The time of full-screen, slow-moving end credits on TV shows is long gone and forgotten as TV networks, in face of increased competition, are constantly looking for new ways to keep viewers from flipping the channel at the end of a program. Today, end credits roll at light speed while a teaser for the series’ next episode or the network’s show that is coming up plays. Now MTV  is taking aim at production companies’ logo cards that normally run after the end credits, visually separating one show from the next. The cable network is moving all logo cards from end of show to the third break where they will appear before the episode’s fourth act.
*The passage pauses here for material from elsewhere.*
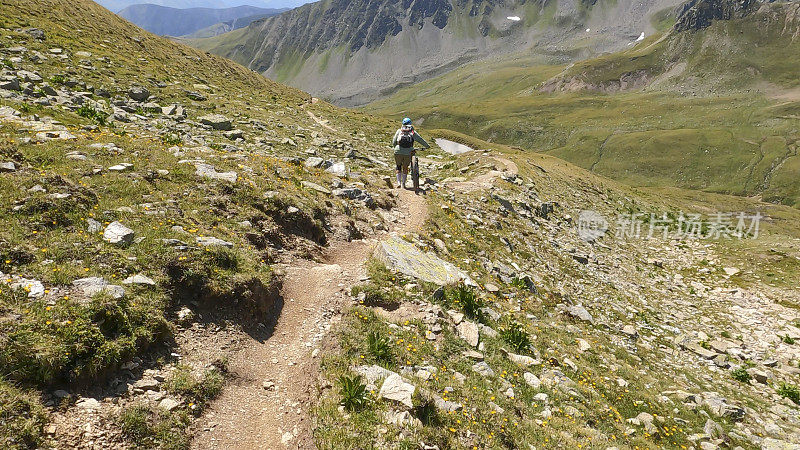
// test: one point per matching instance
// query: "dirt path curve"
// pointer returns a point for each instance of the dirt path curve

The new policy has already been implemented on Teen Mom 2 and last week’s Real World special and is being enforced for all upcoming series, including the fifth season of Jersey Shore and new docu-series Caged. The first scripted series to comply with the new rules is new comedy I Just Want My Pants Back, which premieres on Feb. 2. Because the spots for the producers’ logo cards are specified in their contracts, MTV technically has to have their blessing for the move. There had been speculation that not all producers are happy about the new initiative, with rumors that Pants executive producers Doug Liman and Dave Bartis have opted to pull the card for their Hypnotic banner over the proposed relocation. Sources close to the series confirm that all logo cards for Pants: of MTV, Universal Cable Prods. and Hypnotic, will indeed be dropped but stress that that was the result of a mutual agreement between MTV and the producers to eliminate viewer distraction, especially for the first 2 episodes of the series, which are airing back-to-back.
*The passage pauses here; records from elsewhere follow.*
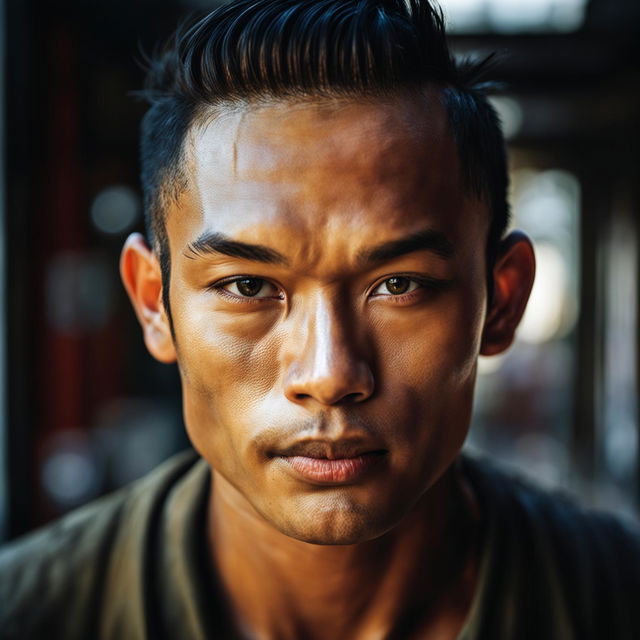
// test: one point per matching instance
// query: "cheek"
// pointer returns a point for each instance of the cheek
(226, 367)
(435, 348)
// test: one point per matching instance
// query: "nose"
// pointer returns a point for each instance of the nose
(325, 365)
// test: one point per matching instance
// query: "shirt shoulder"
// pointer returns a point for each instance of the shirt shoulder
(561, 570)
(53, 580)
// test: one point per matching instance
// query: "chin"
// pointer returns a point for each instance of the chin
(342, 524)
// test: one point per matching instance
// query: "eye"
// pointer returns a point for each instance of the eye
(396, 286)
(249, 287)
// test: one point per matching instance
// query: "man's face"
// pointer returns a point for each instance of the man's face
(328, 367)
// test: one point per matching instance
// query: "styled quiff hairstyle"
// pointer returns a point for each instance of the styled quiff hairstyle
(256, 50)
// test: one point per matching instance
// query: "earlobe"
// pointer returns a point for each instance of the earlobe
(141, 275)
(513, 276)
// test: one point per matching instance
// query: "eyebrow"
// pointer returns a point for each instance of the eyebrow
(209, 243)
(426, 240)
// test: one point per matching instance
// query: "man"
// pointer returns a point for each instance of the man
(326, 199)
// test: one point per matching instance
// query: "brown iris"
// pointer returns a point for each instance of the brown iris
(249, 286)
(397, 285)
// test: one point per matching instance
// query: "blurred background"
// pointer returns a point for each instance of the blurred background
(84, 408)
But while taking the logo cards out of end credits would indeed provide a more seamless transition between two shows, it may create confusion in the new place they’re put in. The logic is that viewers instinctively flip the channel or get up to go to the bathroom or the kitchen when they see the production companies logo cards, a subconscious sign that their show is over. Wouldn’t seeing those cards earlier trigger a similar reaction, resulting in some viewers quitting the show before the final act or leave viewers wondering whether the program they’re watching is over or not? If MTV’s new policy sticks, look for other networks to adopt it for competitive reasons. And, because of the awkwardness of placing the logo cards 3/4 into the show, more producers may opt to drop them, which begs the question, has MTV found a stealth way of eliminating TV production companies logo cards altogether?